Cekalannya ditangan Jean begitu keras. Jean yakin nanti akan berbekas karena genggaman tangan Dominic ditangannya begitu kuat.
"Sakit." Ringis Jean. Tapi Dominic seolah menuli akibat amarahnya yang membuncah.
Dominic membawa Jean ke kamar mandi. Dominic juga menghempaskan Jean dengan kuat, tanpa memperdulikan Jean yang mengaduh kesakitan karena terbentur kran shower.
"Kau harus diberikan hukuman karena sudah membuatku marah." Ucap Dominic sambil menyobek pakaian yang dikenakan Jean dengan kasar sampai baju itu terkoyak tidak berbentuk.
Dominic seperti sedang kesetanan karena sekarang dia membuka semua benang yang menempel di tubuh Jean tanpa tersisa. Tidak hanya itu, Dominic juga membuka celana dan briefnya sampai manampakan 'miliknya' yang sudah tegap tanpa Jean melakukan apapun. Dominic menyalakan shower. Air membasahi tubuh mereka.
Jean menggigit bibirnya kuat-kuat agar tidak menangis. Jujur, Jean saat ini sangat takut dengan Dominic yang sedang marah. Teringat saat Dominic sedang bertarung, meskipun tertutup topeng yang menutupi wajahnya.
Dominic menarik pinggang Jean sedikit kuat hingga tubuh Jean membentur d**a Dominic yang masih berbalut kemejanya.

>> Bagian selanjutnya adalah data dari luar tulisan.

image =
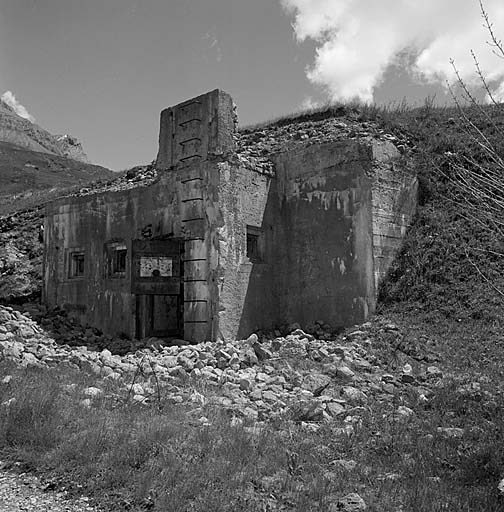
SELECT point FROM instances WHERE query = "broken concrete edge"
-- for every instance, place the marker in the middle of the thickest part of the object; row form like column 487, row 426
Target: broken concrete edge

Tanpa menunggu persetujuan Jean, Dominic menerkam Jean yang masih ia gigitnya dengan menggebu dan terkesan kasar. Jean yang belum siap atau karena takut dengan kuat mendorong tubuh Dominic.

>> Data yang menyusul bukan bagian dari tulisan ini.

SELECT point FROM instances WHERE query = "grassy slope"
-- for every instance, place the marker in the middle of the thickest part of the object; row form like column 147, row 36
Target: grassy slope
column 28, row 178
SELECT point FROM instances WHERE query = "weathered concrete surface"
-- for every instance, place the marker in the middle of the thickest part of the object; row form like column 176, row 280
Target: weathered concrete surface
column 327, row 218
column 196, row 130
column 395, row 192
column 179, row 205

Tapi tetap saja, Dominic lebih kuat daripada Jean. Tanpa menghiraukan isakan Jean dan air mata yang sudah membanjiri pipinya, tidak menghentikan aktifitas Dominic menjelajahi bibir Jean.
"Aku sudah memperingati untuk tidak bertindak jauh." Kata Dominic setelah melepas lumatan nya.
Jean menangis, tapi sebisa mungkin dia meredam suaranya agar tidak terdengar. Tapi tetap saja Dominic bisa melihat betapa besarnya Jean menahan isakan nya.
"Berjongkok." Perintah Dominic tanpa memperdulikan Jean.
Sikap dominant Dominic mulai muncul. Jean merasa de ja vu saat pertama melakukan dengan Dominic.
Dengan ragu, Jean menyentuh 'milik' Dominic. "Do it." Dominic sudah mulai tidak sabar.
Hanya air mata yang jatuh tengah deras membasahi wajah Jean meski tertutup dengan air shower yang menyala.
Dominic melakukan itu sampai sampai dan menyelesaikan semua.
"Telan." Dominic menyuruh Jean untuk menelan semua miliknya. Awalnya Jean tidak ingin, tapi tatapan tajam dari Dominic membuatnya takut.
"Ini hanya peringatan. Jika kau kembali melakukan itu, aku tidak akan segan melakuan lebih dari ini." Setelah mengatakan itu, Dominic meninggalkan Jean sendiri dibawah guyuran air.
Air mata Jean jatuh dengan derasnya setelah sepeninggalan Dominic. Dia sekarang benar-benar takut dengan Dominic yang seperti itu.
Tapi meskipun takut dengan Dominic yang seperti itu, Jean tidak akan berhenti untuk mencintai Dominic. Dan tekatnya untuk membuat Dominic takluk kepadanya semakin besar.
"Aku akan membuatmu bertekut lutut, Dominic Archer." Ucapnya dengan mata tajam menatap pria yang sudah tidak ada dihadapannya.